A white candlestick is one that closes higher than the opening price. A black candlestick is the other way round, i.e., the closing price is lower than the opening price. A white candlestick is bullish. a black candlestick is bearish. Thus, in chart reading, the closing price is important.

Candlesticks have many fanciful names. To name a few there are: marubozu, spinning top, dogi, hammer, hanging man, dragon fly and grave-stone doji . Each name suggests a different kind of candle and carries with it a different value.

By looking at a daily candle, we can know whether the bull or the bear is in control or whether they are about evenly matched on that day only. This one day information is of little use. So we have to look at the previous candles to get more information. By looking at the past actions, we try to predict what is likely to happen going forward.

A doctor will listen at your heartbeats, take your blood pressure, and give you and overall examination to evaluate your overall health. But to give you an operation, he has to do many other things as well, like a blood test, x-ray, etc.
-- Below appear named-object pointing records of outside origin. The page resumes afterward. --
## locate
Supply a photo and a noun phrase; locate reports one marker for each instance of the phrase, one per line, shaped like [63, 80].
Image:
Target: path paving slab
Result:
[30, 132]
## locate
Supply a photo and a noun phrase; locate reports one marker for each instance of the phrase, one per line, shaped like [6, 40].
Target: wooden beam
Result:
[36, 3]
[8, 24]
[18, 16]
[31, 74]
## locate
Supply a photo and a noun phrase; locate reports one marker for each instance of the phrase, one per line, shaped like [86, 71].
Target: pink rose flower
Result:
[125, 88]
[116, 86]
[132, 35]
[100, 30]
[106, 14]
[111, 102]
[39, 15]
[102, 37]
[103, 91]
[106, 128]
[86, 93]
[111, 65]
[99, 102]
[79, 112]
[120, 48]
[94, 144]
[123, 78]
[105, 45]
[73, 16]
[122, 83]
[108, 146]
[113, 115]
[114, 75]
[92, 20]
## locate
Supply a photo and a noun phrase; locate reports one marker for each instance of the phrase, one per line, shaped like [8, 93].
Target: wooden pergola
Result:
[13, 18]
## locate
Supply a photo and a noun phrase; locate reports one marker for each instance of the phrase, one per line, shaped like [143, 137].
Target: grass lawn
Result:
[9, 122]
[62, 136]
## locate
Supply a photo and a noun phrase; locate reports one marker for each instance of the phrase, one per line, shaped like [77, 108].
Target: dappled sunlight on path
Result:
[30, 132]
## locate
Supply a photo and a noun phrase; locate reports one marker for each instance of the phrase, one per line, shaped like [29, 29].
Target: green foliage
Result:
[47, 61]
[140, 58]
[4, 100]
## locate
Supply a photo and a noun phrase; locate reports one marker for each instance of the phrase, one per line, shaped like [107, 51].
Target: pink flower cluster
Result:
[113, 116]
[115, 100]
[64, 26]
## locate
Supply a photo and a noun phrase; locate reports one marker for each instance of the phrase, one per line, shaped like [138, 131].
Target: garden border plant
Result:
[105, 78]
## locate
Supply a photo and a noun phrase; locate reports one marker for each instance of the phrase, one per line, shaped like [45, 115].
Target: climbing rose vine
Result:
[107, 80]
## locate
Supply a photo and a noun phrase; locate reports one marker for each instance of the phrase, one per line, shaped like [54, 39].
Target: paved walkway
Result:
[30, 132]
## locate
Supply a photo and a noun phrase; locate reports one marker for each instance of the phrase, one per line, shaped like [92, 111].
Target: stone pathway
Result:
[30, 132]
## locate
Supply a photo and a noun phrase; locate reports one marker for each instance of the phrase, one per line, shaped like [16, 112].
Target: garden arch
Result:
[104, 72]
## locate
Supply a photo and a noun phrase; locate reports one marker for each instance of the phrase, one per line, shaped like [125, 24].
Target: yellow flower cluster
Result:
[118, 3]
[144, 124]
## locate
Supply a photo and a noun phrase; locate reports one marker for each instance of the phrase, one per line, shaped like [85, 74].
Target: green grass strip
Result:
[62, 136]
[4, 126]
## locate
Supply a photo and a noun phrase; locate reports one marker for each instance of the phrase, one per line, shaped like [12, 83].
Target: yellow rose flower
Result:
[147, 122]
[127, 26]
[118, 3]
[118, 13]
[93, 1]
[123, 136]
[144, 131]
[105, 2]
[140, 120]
Likewise, in the stock market, if you want to buy or sell, by looking at a few candles is not enough to enable you to make a good decision. Hence, you have to look at the patterns formed by the individual candles. These patterns are many and varied. Each has its own meaning and interpretation.

It is beyond the scope of this commentary to explain the meaning of each pattern as this will probably go into more than a hundred page. If you are keen to learn, get yourself a good book and study it like studying for a degree. It is not easy to become proficient in chart reading. Once you are good at it, your return can be enormous.

At Metastock, we have the monthly charts, weekly charts and daily charts. Normally, I like to look at the weekly chart to get an overall view of the stock and then to look at the daily chart for the details. If we can include a half-hourly chart into it, it will be very useful as we can get the breakdown figures as well. Any genius out there?